Tool of Thought

APL for the Practical Man

"You don't know how bad your design is until you write about it."

Validating Dates

March 27, 2023

One of the features of ⎕DT is that it validates timestamps and time numbers.

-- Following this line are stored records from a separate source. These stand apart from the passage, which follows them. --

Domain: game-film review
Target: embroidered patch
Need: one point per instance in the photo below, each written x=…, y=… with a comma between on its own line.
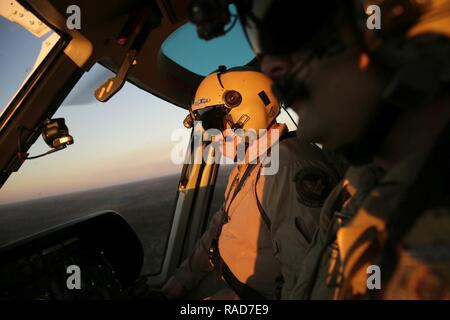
x=313, y=186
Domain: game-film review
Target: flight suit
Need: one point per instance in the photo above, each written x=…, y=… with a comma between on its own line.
x=291, y=199
x=317, y=276
x=353, y=236
x=414, y=263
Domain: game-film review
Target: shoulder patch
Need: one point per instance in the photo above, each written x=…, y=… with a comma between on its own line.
x=313, y=186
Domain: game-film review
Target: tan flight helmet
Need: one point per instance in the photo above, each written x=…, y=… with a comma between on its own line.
x=238, y=98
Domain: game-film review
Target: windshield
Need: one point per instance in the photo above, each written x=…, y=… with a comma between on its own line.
x=202, y=57
x=22, y=49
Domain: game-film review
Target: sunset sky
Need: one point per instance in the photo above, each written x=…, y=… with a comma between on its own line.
x=126, y=139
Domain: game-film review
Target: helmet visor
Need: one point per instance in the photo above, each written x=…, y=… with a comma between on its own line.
x=212, y=117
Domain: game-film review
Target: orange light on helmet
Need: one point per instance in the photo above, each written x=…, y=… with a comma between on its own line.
x=232, y=98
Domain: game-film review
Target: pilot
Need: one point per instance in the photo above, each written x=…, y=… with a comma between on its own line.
x=370, y=79
x=239, y=255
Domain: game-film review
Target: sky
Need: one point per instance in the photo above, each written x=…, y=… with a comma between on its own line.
x=126, y=139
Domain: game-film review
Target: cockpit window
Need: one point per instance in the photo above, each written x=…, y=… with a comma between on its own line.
x=200, y=56
x=25, y=42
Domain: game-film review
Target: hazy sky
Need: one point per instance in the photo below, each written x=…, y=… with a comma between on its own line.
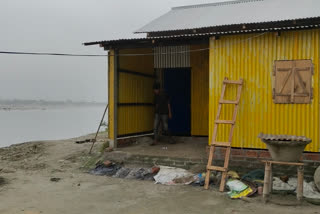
x=62, y=26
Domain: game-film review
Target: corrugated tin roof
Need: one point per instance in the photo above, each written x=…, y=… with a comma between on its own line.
x=195, y=35
x=233, y=13
x=283, y=137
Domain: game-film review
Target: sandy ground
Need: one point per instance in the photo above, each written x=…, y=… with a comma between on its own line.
x=25, y=187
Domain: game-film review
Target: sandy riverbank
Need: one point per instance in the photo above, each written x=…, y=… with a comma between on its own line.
x=26, y=187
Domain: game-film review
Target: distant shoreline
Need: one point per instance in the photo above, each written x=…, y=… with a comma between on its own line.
x=46, y=107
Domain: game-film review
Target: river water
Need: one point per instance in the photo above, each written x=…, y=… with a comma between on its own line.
x=17, y=126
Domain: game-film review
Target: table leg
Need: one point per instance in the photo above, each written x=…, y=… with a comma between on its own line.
x=300, y=183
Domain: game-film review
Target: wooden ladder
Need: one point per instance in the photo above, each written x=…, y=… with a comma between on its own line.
x=227, y=145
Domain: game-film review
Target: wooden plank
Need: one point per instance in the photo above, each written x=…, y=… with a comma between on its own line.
x=207, y=179
x=225, y=122
x=300, y=183
x=222, y=144
x=210, y=166
x=283, y=163
x=232, y=82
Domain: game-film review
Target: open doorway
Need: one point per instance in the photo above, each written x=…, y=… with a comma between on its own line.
x=177, y=84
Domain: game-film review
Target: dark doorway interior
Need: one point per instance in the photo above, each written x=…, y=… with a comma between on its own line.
x=177, y=83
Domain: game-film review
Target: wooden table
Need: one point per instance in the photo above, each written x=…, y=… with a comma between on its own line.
x=268, y=178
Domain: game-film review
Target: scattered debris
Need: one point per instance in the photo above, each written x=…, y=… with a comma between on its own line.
x=317, y=178
x=55, y=179
x=101, y=169
x=118, y=171
x=172, y=176
x=109, y=149
x=284, y=178
x=238, y=189
x=2, y=181
x=233, y=174
x=254, y=176
x=155, y=169
x=279, y=185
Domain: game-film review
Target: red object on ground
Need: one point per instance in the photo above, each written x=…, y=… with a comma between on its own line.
x=155, y=169
x=107, y=163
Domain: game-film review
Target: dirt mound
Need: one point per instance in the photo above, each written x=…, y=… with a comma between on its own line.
x=21, y=151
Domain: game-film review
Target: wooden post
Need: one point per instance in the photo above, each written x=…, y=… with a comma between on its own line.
x=271, y=179
x=300, y=183
x=266, y=189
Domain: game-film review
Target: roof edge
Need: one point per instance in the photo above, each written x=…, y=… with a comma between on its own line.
x=214, y=4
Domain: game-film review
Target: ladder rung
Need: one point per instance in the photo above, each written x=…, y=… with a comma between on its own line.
x=225, y=122
x=216, y=168
x=225, y=144
x=233, y=82
x=229, y=102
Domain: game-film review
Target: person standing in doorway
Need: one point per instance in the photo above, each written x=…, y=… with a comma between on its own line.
x=162, y=112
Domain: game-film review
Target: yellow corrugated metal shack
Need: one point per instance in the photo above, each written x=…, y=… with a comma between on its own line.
x=191, y=49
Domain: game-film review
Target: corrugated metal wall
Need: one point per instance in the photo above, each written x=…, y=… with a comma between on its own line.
x=172, y=56
x=199, y=61
x=242, y=56
x=135, y=93
x=110, y=95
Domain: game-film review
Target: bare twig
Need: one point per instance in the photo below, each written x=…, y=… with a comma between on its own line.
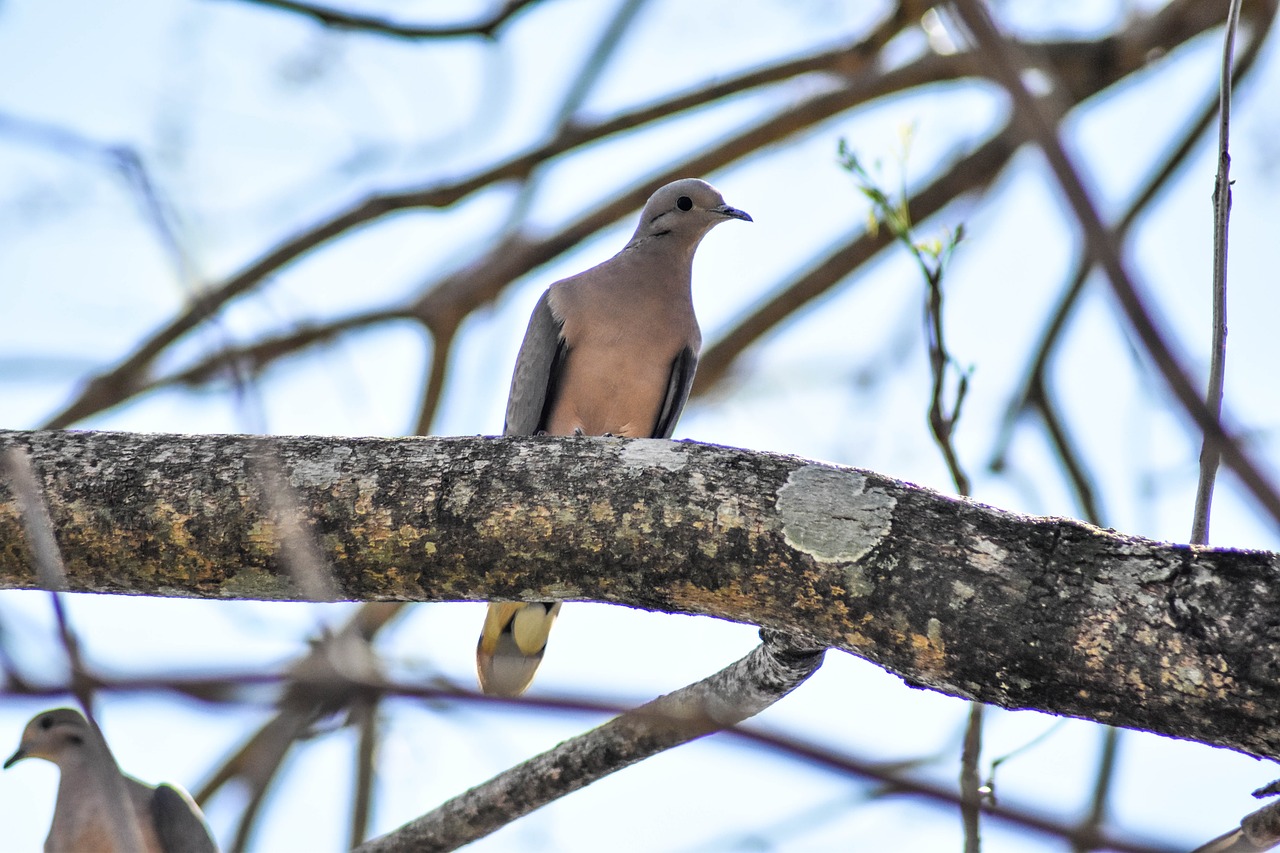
x=1105, y=252
x=849, y=67
x=741, y=690
x=1221, y=217
x=970, y=780
x=1036, y=393
x=300, y=555
x=487, y=27
x=890, y=779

Verifying type 60 and 61 time numbers, as well as timestamps (⎕TS style) takes a bit of computation. Leap years must be determined, there are different day counts for different months, no more than 12 months in a year, 24 hours in a day, etc:

      60 0 ⎕DT 20230101.235959 20010229 20000229 20231301
1 0 1 0

For time numbers that are a (potentially fractional) number of days from some epoch, the testing is much simpler. In fact it is hard to come up with an invalid value when almost any input yields a valid date:

      1 0 ⎕DT ¯1 0 1 35654 12345.123456789123456789 123456789123456789.123
1 1 1 1 1 1    

There is no need to check much of anything except perhaps the range, which appears to be somewhere near:

      1 0 ⎕DT ¯2 2*22 62
1 1

For a relatively large array, Text2Date is taking an inordinate amount of time using ⎕DT to validate type 60 time numbers. To investigate, some slighty modified old code (from the pre ⎕DT era) that handles time numbers in the form YYYYMMDD.HHMMSS:

Val←{
     k←(0,5⍴100)⊤⍵×10*6
     f c←(1752 1 1 0 0 0)(4000 13 32 24 60 60)
     l←(k[1;]=2)∧(0=4|k[0;])=(0=100|k[0;])=0=400|k[0;]
     g←(k[2;]>0)∧k[2;]≤l+31 28 31 30 31 30 31 31 30 31 30 31[11⌊0⌈k[1;]-1]
     (k[5;]=⌈k[5;])∧g∧∧⌿(f(≤⍤¯1)k)∧c(>⍤¯1)k
 } 

For comparison, let's define ValDT:

ValDT←{
     60 0 ⎕DT ⍵
 }

And run on 50 million integer dates:

      d←18000000+?50E6⍴22E6
      cmpx 'Val d' 'ValDT d'
  Val d   → 5.2E0  |    0% ⎕⎕⎕⎕⎕⎕                                  
  ValDT d → 3.4E1  | +552% ⎕⎕⎕⎕⎕⎕⎕⎕⎕⎕⎕⎕⎕⎕⎕⎕⎕⎕⎕⎕⎕⎕⎕⎕⎕⎕⎕⎕⎕⎕⎕⎕⎕⎕⎕⎕⎕⎕⎕⎕

And Val has not been optimized. If we rewrite it for integers only:

ValInt←{
     k←(0,2⍴100)⊤⍵
     f c←(1752 1 1)(4000 13 32)
     l←(k[1;]=2)∧(0=4|k[0;])=(0=100|k[0;])=0=400|k[0;]
     g←(k[2;]>0)∧k[2;]≤l+31 28 31 30 31 30 31 31 30 31 30 31[11⌊0⌈k[1;]-1]
     g∧∧⌿(f(≤⍤¯1)k)∧c(>⍤¯1)k
 }

Then we get:

      cmpx 'ValInt d' 'ValDT d'
  ValInt d   → 1.4E0  |     0% ⎕                                       
  ValDT d    → 3.8E1  | +2628% ⎕⎕⎕⎕⎕⎕⎕⎕⎕⎕⎕⎕⎕⎕⎕⎕⎕⎕⎕⎕⎕⎕⎕⎕⎕⎕⎕⎕⎕⎕⎕⎕⎕⎕⎕⎕⎕⎕⎕⎕

Something is not right here. Maybe there is some check I'm not doing, but it looks like there is more going on than that.

Even more inexplicable is how long ⎕DT takes to validate a Dyalog Date Number when the array gets large. Unless I'm missing something, the check should be almost trivial. Maybe it is some sort of memory issue rather than computational inefficiency.